3. Engage in Rigorous Debate
An important key to better decision making is to encourage a
rigorous debate of the issue at hand. Good managers recognize that
constructive conflict based on divergent points of view can bring a
problem into focus, clarify people’s ideas, stimulate creative, and
improve limit the role of bias, create a broader understanding of
issues and alternatives, and improve decision quality.
4. Avoid Groupthink
It is important for managers to remember that some disagreement
and conflict is much healthier than blind agreement.

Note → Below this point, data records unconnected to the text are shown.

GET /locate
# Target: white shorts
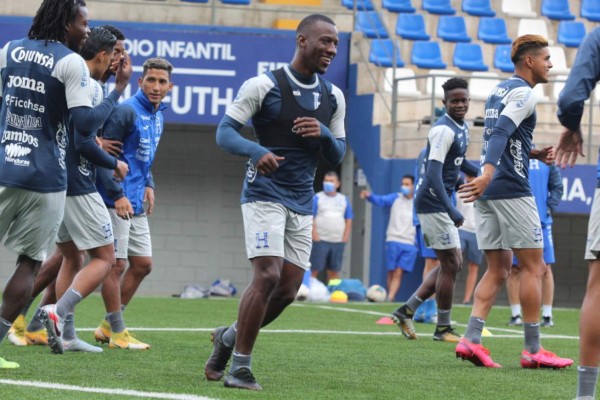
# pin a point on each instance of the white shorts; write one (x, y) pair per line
(30, 220)
(439, 232)
(272, 229)
(86, 222)
(592, 247)
(132, 236)
(508, 224)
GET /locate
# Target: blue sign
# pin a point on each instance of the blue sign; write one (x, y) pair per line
(210, 63)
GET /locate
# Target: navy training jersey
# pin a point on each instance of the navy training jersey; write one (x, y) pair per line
(447, 143)
(260, 99)
(39, 82)
(515, 99)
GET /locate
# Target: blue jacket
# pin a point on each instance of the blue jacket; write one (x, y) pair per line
(139, 127)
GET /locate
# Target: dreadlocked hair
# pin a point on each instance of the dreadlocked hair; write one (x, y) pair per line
(52, 17)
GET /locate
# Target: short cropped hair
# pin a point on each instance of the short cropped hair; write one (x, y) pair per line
(524, 44)
(98, 40)
(157, 63)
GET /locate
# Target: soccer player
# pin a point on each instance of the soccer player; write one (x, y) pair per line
(446, 148)
(585, 73)
(547, 189)
(296, 115)
(138, 123)
(332, 225)
(506, 214)
(44, 82)
(400, 250)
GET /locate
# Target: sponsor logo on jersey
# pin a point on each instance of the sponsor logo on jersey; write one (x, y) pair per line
(24, 82)
(26, 122)
(20, 54)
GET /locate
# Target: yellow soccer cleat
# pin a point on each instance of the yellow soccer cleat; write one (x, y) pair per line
(7, 364)
(103, 332)
(16, 334)
(123, 340)
(37, 338)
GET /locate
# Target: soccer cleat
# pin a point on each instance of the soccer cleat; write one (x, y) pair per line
(446, 334)
(54, 326)
(476, 353)
(242, 378)
(7, 364)
(515, 320)
(79, 345)
(405, 323)
(214, 369)
(123, 340)
(103, 332)
(37, 338)
(16, 333)
(547, 322)
(543, 359)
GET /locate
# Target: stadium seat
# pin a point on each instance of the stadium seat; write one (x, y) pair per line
(427, 55)
(518, 8)
(404, 6)
(590, 10)
(535, 26)
(436, 81)
(493, 30)
(406, 87)
(502, 58)
(411, 27)
(571, 33)
(469, 57)
(557, 9)
(382, 53)
(559, 61)
(481, 84)
(478, 8)
(443, 7)
(365, 5)
(453, 29)
(370, 24)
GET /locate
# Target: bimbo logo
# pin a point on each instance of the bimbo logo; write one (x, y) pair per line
(26, 83)
(19, 54)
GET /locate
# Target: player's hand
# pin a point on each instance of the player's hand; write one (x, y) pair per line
(570, 146)
(112, 147)
(121, 170)
(149, 197)
(268, 163)
(124, 208)
(471, 191)
(307, 127)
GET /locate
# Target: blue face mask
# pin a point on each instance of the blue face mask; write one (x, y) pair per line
(328, 187)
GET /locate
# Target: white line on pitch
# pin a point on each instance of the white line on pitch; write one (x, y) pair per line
(117, 392)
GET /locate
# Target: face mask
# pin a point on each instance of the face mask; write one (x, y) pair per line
(328, 187)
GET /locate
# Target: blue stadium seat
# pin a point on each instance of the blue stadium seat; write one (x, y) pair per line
(427, 55)
(478, 8)
(382, 53)
(443, 7)
(469, 57)
(398, 6)
(493, 30)
(365, 5)
(557, 9)
(453, 29)
(590, 10)
(411, 27)
(369, 23)
(502, 58)
(571, 33)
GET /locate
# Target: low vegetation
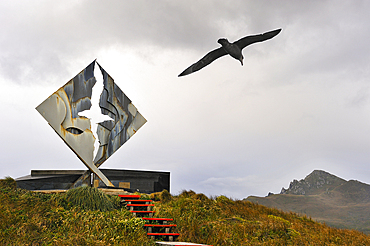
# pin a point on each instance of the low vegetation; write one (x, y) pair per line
(28, 218)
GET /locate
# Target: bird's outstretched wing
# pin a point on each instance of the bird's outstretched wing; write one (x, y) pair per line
(206, 60)
(243, 42)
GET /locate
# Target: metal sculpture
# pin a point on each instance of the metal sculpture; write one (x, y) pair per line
(61, 110)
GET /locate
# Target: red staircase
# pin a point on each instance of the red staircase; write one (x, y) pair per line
(156, 227)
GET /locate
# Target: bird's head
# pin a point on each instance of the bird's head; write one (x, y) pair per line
(241, 59)
(223, 41)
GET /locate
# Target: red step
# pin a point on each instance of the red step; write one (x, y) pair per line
(163, 234)
(154, 225)
(138, 200)
(143, 212)
(158, 219)
(129, 196)
(140, 205)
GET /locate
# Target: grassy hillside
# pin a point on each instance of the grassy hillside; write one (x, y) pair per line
(28, 218)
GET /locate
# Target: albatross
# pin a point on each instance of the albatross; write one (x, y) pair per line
(233, 49)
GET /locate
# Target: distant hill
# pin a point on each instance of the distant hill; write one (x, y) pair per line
(325, 198)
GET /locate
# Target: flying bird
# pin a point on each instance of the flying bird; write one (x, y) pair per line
(233, 49)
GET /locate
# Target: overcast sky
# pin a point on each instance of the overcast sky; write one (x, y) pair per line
(299, 103)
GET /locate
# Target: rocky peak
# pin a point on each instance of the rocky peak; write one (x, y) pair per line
(316, 182)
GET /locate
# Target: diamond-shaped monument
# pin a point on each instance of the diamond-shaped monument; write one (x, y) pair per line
(61, 110)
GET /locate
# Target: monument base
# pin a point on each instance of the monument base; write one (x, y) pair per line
(129, 180)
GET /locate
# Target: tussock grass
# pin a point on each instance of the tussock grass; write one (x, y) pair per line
(224, 221)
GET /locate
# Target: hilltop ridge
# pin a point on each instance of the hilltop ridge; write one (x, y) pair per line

Pressures for
the conformity exist in almost any group, and particularly when
people in a group like one another, they tend to avoid anything that
might create disharmony. Groupthink refers to the tendency of
people in groups to suppress contrary opinions. 75 When people slip
into groupthink, the desire for harmony out weighs concerns over
decision quality. Group members emphasize maintaining unity rather
than realistically challenging problems and alternatives. People
censor their personal opnions and are reluctant to criticize the
opinions of others.
5. Know When to Bail
In a fast-paced environment, good managers encourage
risk taking and learning from mistakes, but they also
aren’t hesitant to pull the plug on something that isn’t
working.
6. Do a Postmortem
To improve decision making, managers need to reflect and
learn from every decision they make. When people review
the results of their decisions, they learn valuable lessons
about how to do things better in the future.